In a season with an episode all about a teenage gay couple deciding to have sex — which is pretty sudden for the squeaky clean, nothing-below-the-belt pair — the most GLBT-empowering sequence is the surprise debut performance of Unique, the drag persona of a talented boy named Wade (Alex Newell). As Wade, he lacks the confidence to pull off the flamboyant “Boogie Shoes,” but as Unique he has the audience from note one, commanding the stage like the best of the series’ soloists. After years of closeted TV teens struggling to accept their sexuality, “Glee” makes coming out the joyous celebration it should be, with a foot-tapping number to boot. Fantasy, maybe, but one worth losing yourself to.

3. Ian’s First Gay Club: “Shameless,” “Hurricane Monica”

The anti-Kurt-and-Blaine, Ian Gallagher (Cameron Monaghan) has been quietly portraying gay adolescence for two years now, quickly coming to terms with his sexuality and expressing it not through elephant brooches and red skinny jeans but rather through sex. When Ian’s strictly sexual relationship with a neighborhood boy causes a bit of heartache after all, his recently returned mother tells him never to feel ashamed and takes him to a gay club for the first time. At first Ian feels a little uncomfortable, and eventually he confesses to feeling guilty. Suddenly the mundane scene becomes a powerful heart- to-heart, Cobra Starship filling the silence as Ian’s mom puts her arms around him. “I’m sorry you’re hurting, baby. Wanna dance?” He slowly starts to smile as the pace picks up, and the strobe editing takes them away, Ian momentarily finding escape and belonging in a LGBT space.

2. Renly and Loras’ Sexposition: “Game of Thrones,” “What Is Dead May Never Die”

Renly (Gethin Anthony) and Loras (Finn Jones) in bed is among the clearest depictions of gay sex on relatively mainstream television, and they don’t even get past kissing. That’s the name of the game, not just prurience but normalization. The gay romance is as visceral as anything else on the soapy drama, and for a moment, it’s practically fairy tale, a knight in bed with a king! Renly’s in that empowered mood of demanding his desires be sated, but Loras stops him to set up the next scene by telling Renly to knock up his new wife Margaery (Natalie Dormer) before the rumors of the king’s sexuality get too far out of hand.

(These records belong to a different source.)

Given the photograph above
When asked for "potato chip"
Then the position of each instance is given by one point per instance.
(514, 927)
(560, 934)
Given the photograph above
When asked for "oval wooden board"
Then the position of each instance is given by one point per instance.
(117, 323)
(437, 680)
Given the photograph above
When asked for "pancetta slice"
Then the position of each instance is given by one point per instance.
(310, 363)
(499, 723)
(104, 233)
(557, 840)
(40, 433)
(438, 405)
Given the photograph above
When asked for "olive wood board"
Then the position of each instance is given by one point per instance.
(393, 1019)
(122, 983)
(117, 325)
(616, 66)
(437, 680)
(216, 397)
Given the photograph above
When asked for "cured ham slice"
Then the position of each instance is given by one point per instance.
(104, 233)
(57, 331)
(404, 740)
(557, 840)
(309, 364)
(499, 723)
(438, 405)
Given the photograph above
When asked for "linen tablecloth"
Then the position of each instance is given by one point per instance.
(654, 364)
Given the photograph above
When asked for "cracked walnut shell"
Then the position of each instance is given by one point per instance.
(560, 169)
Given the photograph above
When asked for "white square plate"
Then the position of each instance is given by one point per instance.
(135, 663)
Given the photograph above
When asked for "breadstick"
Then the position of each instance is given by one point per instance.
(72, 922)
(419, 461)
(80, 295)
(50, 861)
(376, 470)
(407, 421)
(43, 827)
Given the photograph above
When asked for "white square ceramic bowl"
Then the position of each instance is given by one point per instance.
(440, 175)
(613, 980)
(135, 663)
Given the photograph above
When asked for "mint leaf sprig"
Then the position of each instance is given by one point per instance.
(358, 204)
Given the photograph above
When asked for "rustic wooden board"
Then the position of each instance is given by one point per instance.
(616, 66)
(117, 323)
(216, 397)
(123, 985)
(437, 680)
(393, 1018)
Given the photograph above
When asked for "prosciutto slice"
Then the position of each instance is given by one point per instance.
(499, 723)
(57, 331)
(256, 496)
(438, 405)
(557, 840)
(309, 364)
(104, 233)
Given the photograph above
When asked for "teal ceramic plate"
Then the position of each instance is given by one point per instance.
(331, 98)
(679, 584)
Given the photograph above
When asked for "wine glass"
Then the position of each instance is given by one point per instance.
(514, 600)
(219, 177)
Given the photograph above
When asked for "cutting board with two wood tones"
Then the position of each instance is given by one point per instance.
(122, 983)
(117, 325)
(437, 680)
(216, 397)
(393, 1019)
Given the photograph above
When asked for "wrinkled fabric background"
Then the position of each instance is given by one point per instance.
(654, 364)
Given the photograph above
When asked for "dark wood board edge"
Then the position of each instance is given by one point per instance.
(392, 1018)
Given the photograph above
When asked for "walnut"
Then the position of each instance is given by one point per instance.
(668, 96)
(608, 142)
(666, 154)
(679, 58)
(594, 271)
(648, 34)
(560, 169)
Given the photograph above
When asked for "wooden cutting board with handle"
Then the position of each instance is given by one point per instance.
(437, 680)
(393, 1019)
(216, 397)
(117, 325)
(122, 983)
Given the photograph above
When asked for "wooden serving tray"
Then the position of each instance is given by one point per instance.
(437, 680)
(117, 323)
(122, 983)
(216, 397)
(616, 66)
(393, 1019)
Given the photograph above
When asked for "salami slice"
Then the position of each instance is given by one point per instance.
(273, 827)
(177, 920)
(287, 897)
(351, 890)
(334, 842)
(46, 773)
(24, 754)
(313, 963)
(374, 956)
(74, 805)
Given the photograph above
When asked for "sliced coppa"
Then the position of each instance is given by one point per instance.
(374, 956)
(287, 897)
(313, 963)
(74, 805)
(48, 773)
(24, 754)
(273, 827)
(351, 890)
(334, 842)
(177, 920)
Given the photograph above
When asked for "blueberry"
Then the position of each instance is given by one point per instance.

Renly’s court is already the most progressive with respect to gender, as a female knight earns her way into secret service, but that’s nothing next to Margaery gently suggesting Loras help a nervous Renly get started. It’s the “Game of Thrones” version of sweet, a compassionate embrace of alternative sexuality tangled up in incest and politics. Like almost everything else on “Game of Thrones,” the scene is really about the king and queen maintaining power, but that hardly undercuts the understanding.

1. Max’s Fairy Tale Ending: “Happy Endings,” “The St. Valentine’s Day Max-ssacre”

At the end of another disappointing Valentine’s Day, the “Happy Endings” gang are preparing to pack it in when suddenly Max (Adam Pally) gets a flirtatious text from a very newly single ex named Grant (James Wolk). With that, the show puts all its romantic eggs in one basket, as everyone pitches in so at least Max can have some kind of happy ending. The Disney-prince-looking Grant opens his door to find candles all over the stoop, “More Than Words” blaring, a wrapped gift that was intended for Penny’s date, and a chariot to a nice restaurant with a dinner reservation. They kiss — an on-screen first for the usually un-romantic Max — and ride off into the night, as close to a fairy tale as a serialized rom-com can get. For once it’s the boy who gets the boy.